Last year, for the first time in almost twenty years of tracking, more CEOs were dismissed for ethical lapses than for any other reason, according to the PwC’s Strategy& 2019 annual report on CEO Success. Certainly, the “#MeToo” movement contributed to this statistic, but so did other issues such as fraud, bribery, insider trading, environmental disasters and inflated resumes, according to the report.  In this age of transparency, with stepped-up societal pressure on issues such as sexual harassment and an increased focus on governance by regulators, boards of directors should take steps to reverse this concerning trend.

Aside from the obvious strategic and operational disruption caused when a company replaces a CEO unexpectedly, a CEO departure for an ethical lapse is often a sign of larger problems.  In addition to setting a poor tone at the top, it is often indicative of a widespread, weak ethical culture throughout the company and could be the tip of an iceberg.  This leads to lack of employee engagement and undesirable turnover, something no company can afford if they want to stay on top of their game.

Fortunately, there are best practices that boards can employ to ensure a company’s ethical culture remains strong.

1. Boards of directors should set a company’s ethical culture above the CEO level.

Boards should ensure their companies have robust ethics and compliance education, and then take the same periodic training that is required of all employees.
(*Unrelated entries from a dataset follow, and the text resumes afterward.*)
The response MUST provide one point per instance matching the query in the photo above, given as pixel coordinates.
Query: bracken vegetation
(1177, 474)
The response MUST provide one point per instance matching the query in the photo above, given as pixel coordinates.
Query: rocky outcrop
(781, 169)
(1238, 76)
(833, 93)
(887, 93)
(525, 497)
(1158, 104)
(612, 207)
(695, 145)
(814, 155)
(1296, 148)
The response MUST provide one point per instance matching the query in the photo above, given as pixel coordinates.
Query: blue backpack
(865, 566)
Boards should also set aside time on their agendas to periodically discuss emerging ethical issues, such as the diverse ethical risks that can be posed by using AI systems.

They should also take time to learn from the ethical missteps of other companies and discuss with management what controls are in place to ensure the same issues don’t arise for them.  Most importantly, though, a board should ensure that its engagement on ethics is visible to the employees of the company.
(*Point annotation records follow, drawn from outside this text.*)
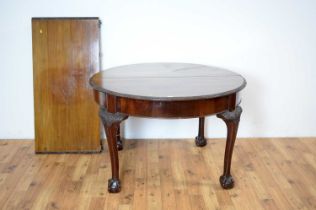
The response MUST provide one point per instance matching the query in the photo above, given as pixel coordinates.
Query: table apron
(171, 109)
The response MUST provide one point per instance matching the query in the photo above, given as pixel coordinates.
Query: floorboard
(270, 173)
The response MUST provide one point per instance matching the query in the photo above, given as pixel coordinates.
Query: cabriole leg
(111, 123)
(200, 140)
(231, 118)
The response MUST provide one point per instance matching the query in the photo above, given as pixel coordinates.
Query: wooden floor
(162, 174)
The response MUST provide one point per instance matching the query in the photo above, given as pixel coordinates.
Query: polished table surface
(168, 90)
(168, 81)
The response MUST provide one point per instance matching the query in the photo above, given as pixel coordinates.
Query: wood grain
(65, 55)
(162, 174)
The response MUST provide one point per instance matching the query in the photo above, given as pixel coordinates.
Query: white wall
(272, 43)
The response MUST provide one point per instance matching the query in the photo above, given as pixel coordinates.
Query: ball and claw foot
(200, 141)
(226, 181)
(114, 186)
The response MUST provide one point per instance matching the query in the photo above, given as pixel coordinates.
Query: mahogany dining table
(168, 90)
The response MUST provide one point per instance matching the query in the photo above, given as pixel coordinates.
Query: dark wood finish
(111, 123)
(116, 106)
(65, 55)
(231, 118)
(200, 140)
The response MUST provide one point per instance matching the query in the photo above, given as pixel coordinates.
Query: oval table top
(167, 81)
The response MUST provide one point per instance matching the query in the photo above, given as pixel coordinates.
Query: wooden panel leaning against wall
(66, 52)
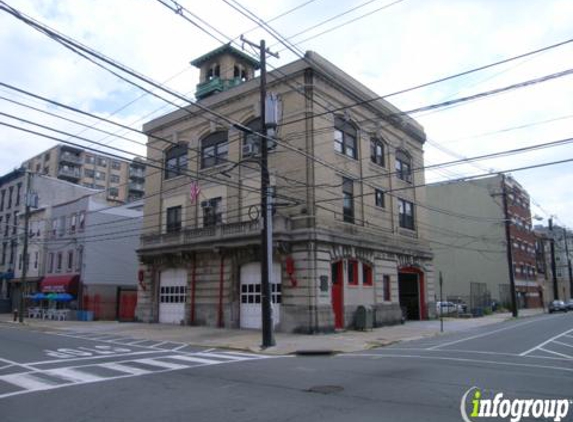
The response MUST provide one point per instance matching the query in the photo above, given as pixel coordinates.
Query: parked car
(557, 306)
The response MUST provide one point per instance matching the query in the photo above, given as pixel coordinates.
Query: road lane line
(466, 360)
(555, 353)
(545, 342)
(481, 335)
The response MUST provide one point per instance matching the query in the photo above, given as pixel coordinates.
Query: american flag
(194, 191)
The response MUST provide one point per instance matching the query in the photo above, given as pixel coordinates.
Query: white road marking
(222, 356)
(539, 346)
(162, 364)
(555, 353)
(481, 335)
(125, 368)
(467, 360)
(74, 375)
(27, 381)
(195, 359)
(562, 344)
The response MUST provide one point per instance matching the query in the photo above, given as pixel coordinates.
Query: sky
(387, 45)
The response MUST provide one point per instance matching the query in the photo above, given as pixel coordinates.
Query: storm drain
(325, 389)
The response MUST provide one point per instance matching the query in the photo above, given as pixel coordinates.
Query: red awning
(60, 284)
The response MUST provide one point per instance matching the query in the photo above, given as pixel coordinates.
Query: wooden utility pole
(266, 208)
(508, 245)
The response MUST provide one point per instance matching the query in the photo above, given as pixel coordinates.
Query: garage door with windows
(251, 316)
(172, 296)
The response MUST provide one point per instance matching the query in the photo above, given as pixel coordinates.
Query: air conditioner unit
(250, 149)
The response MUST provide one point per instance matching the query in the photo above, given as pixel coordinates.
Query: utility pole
(28, 203)
(441, 310)
(553, 266)
(266, 208)
(568, 264)
(508, 245)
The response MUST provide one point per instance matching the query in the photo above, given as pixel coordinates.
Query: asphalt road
(90, 377)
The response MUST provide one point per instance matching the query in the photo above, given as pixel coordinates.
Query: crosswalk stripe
(193, 359)
(74, 375)
(125, 368)
(27, 381)
(222, 356)
(247, 355)
(161, 364)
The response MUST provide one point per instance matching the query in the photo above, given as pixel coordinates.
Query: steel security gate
(172, 296)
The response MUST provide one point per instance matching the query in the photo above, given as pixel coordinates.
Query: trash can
(364, 318)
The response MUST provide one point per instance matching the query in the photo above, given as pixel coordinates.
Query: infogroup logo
(475, 406)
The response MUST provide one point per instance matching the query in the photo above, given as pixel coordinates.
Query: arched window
(345, 137)
(176, 161)
(214, 149)
(403, 166)
(377, 151)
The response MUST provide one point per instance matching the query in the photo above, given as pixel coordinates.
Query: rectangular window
(348, 200)
(379, 196)
(7, 228)
(79, 260)
(51, 262)
(10, 191)
(59, 262)
(4, 247)
(15, 223)
(73, 222)
(367, 275)
(173, 219)
(70, 260)
(18, 193)
(212, 212)
(345, 135)
(82, 220)
(377, 152)
(352, 272)
(62, 225)
(406, 214)
(214, 153)
(386, 288)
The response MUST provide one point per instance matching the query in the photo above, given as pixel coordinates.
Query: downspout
(221, 276)
(193, 288)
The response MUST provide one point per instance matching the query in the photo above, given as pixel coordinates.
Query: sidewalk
(250, 340)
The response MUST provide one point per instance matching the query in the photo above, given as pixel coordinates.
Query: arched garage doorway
(411, 292)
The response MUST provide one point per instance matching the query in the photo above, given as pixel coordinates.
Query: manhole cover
(325, 389)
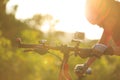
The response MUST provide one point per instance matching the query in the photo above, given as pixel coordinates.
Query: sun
(70, 13)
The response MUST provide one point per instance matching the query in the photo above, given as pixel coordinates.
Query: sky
(70, 13)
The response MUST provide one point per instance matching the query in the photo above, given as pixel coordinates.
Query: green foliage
(18, 65)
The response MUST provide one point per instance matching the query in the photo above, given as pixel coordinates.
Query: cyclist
(105, 13)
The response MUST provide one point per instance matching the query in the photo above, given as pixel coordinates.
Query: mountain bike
(80, 69)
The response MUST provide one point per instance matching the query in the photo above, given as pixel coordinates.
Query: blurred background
(55, 21)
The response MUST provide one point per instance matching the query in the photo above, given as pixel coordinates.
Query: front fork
(64, 71)
(82, 69)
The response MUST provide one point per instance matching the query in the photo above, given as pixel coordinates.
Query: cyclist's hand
(84, 53)
(41, 51)
(99, 49)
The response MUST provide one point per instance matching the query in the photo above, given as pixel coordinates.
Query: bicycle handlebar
(64, 74)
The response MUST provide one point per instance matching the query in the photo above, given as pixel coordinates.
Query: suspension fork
(64, 70)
PRO TIP: Board members should periodically engage with their company’s employees at internal company venues and discuss the board’s involvement on ethics and the board’s personal relationship with the company’s chief ethics and compliance officer (CECO). These steps signal to employees that everyone is accountable, including the CEO. 

2. The board committee responsible for overseeing ethics and compliance (usually the audit committee), should ensure the company has an established set of criteria for the types of alleged misconduct that must be reported and explained to the board.

This level of board oversight goes beyond just the overall ethics and compliance program metrics being reported to the board by the company’s CECO.  Among other things, the criteria for reporting to the board should include all officer allegations.  Boards should ask about trends on these reportable allegations.  For example, in addition to overall numbers and substantiation rates, boards should inquire about the trends by geography and department.

PRO TIP: Be wary if there are no officer allegations.  Often it is indicative of a closed culture that doesn’t promote speaking up about leadership concerns. Then go deeper and discuss with the CECO the main findings, root causes, accountability for individuals involved in substantiated cases, and remediation steps taken by the company to ensure issues don’t repeat themselves.

3. Establish a personal relationship with your company’s CECO.

Set the expectation that direct and immediate notification by the CECO to the audit committee chairperson is required for certain significant allegations, such as credible allegations against the CEO and other C-suite executives.

PRO TIP: Importantly, the audit committee should also meet with the CECO in private session during committee meetings.  This private setting allows for an unvarnished, candid conversation about any issues of concern, including potential concerns with the CEO or other C-suite executives.

4. Inquire about company policies, and whether they are applied consistently.

Be sure the ethics and compliance program has teeth and that substantiated allegations are being handled consistently, regardless of the level of the employee.  For example, when significant cases are substantiated against senior leaders, boards should ask the following types of questions:

  1. How do similar cases for lower-level employees compare – were those employees terminated?
  2. If a matter is investigated and substantiated but not deemed terminable, then how was the senior leader held accountable – was there a reduction in compensation and/or did it affect their performance rating?

This type of oversight and probing can help elevate the effectiveness of a company’s ethics and compliance program.

5. Ensure that board committees are sharing pertinent information early and often.

Issues of concern with the company’s most senior leaders should be shared between the audit committee and nominating and governance committee.  That way, time is not unnecessarily spent discussing a leader’s promotional opportunities when their next step may be out of the company.

PRO TIP: Sharing pertinent information early and often will allow for timely succession discussions if and when a leader must be replaced for unethical behavior.

Boards of directors have the ability to influence a company’s ethical culture by setting the tone at the highest level.  If boards follow the steps outlined above they can positively raise the profile of their company’s ethical culture and reduce the likelihood that CEO and C-suite turnover will occur.

Cindy Moehring is Founder and Executive Chair of the Business Integrity Leadership Initiative, Sam M. Walton College of Business, University of Arkansas, and she is the Former SVP, US Chief Ethics and Compliance Officer for Walmart.